Most of the lyrics were boasts or call-outs on rival crews, spit in a thick patois decipherable by only the most hardcore Anglophiles. Of course then began the music press quibbling over what was grime and what wasn't. Though most of the artists were unknown, some of the tracks would soon become major UK hits. The Streets (a.k.a. Mike Skinner) appeared with "Fit but Don't You Know It," from his sophomore 2004 full-length, A Grand Don't Come for Free.
The only real female breakout was Lady Sovereign. She might have been small, she might have been white, she might have been pretty, but she packed a lyrical punch befitting her name. Her contribution to the compilation, "Cha-Ching," featured tongue-in-cheek flippancy like "I'm the biggest midget in the industry/Can't get rid of me." Her fierce delivery and don't-give-a-fuck attitude gained her a deal for a full-length record in 2005, Vertically Challenged, released on Chocolate Industries. Now she has returned with her sophomore effort, Public Warning, on a proper major label, Def Jam, and she seems to be eager to shed the "grime" tag completely. She has been on tour throughout North America since late October, and, frankly, she's exhausted.

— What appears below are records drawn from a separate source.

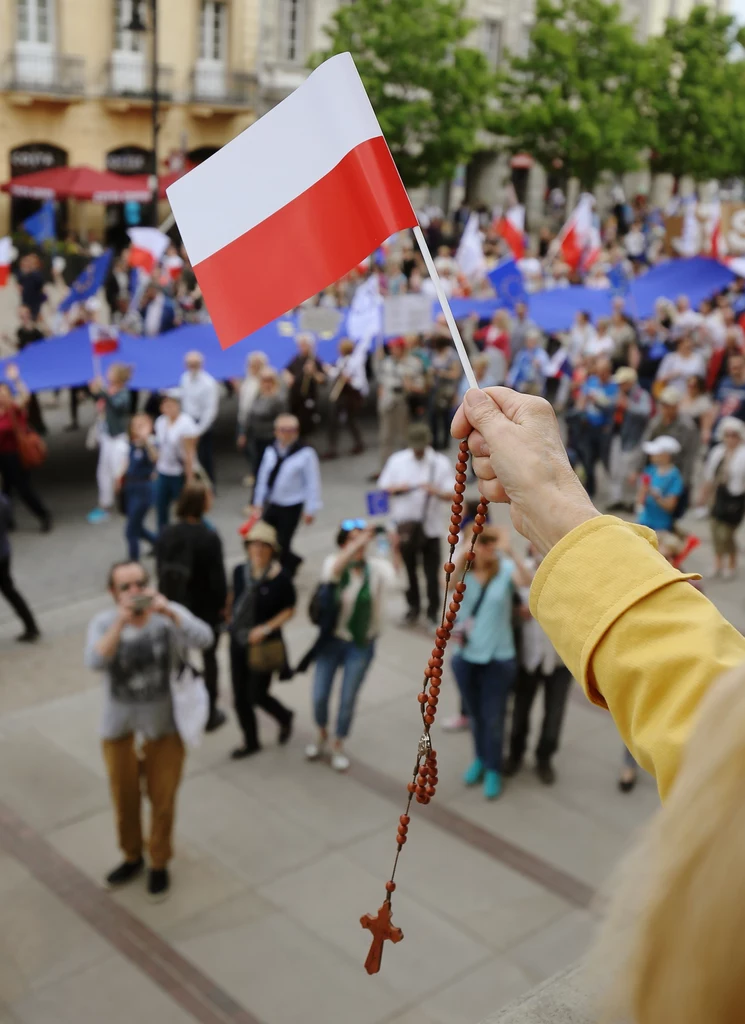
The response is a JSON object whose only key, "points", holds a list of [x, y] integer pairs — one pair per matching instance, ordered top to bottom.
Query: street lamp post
{"points": [[137, 25]]}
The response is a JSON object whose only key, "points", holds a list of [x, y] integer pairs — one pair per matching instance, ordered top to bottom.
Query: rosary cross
{"points": [[382, 929]]}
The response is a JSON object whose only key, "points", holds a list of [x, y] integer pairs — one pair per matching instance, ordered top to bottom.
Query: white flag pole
{"points": [[455, 334]]}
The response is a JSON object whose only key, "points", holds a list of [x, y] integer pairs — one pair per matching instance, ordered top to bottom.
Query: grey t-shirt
{"points": [[137, 679]]}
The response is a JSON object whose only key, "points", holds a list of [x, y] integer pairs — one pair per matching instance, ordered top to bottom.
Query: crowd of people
{"points": [[653, 415]]}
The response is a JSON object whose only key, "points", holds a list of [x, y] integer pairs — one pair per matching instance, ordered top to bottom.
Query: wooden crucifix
{"points": [[382, 929]]}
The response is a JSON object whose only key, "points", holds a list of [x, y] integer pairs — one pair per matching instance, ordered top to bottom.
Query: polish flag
{"points": [[291, 205], [512, 227], [576, 237], [147, 248], [6, 258]]}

So don't ask about the grime thing. In fact don't ask her about a lot of the things she is always made to talk about. The problem with being a pretty white female who makes so-called urban music is that one is asked the same questions over and over. And it's clear that Lady Sovereign tires of it quickly.
Whereas many of her peers that started out in the grime scene still languish in obscurity, Lady Sov, as her familiars call her, decided instead to do a one-eighty in favor of a more varied, musical approach. There's still sassy, lyrical wordplay, but listeners are not going to find too many arcane references to far-London suburbs. So it should be pretty obvious how she got started: The girl liked rap music.
So what. Don't ask her, because she'll simply say, "I don't know." Don't ask her where she is at any given moment, because she might just reply, "I have no fucking idea." She answers most rote questions with a sigh or a mumbled "bloody Hell." So what about the G-word grime?
"I'm not a grime artist," she says. "I can make grime if I want to."
Ask her about the new album, though, and she noticeably brightens. "Well, I'm basically proud of all of it, or else it wouldn't be on there," she says, laughing. "There was a lot of extra stuff, but what I didn't like didn't make it on. The more I got into the studio, the more musical it got."
Sov is actually the executive producer of the album.
"Well, I pressed some beats, but it was more of a spoken direction," she says. "I was really specific about how I wanted it to sound." She laughs again, a good sign.
So the girl is busy. This is her first headlining tour in North America, although she has been through here before, supporting the Streets earlier this year. She is no stranger to Miami, either, last appearing during Winter Music Conference earlier this year. All she'll say about that, though, is that it was "quite eventful."
"I mean, it ended up on 'Page Six,'" she says, "so perhaps it's better to leave it at that."
Tuesday's appearance at Studio A will mark her first proper headlining gig for a Miami crowd, perhaps when the flow of alcohol and chemicals is slightly more in check than it is during spring's ritual debauchery. Expect her usual live wallop that belies her stature. Her command of an audience is riveting and completely self-assured. Totally appropriate for someone whose stage name speaks of royalty.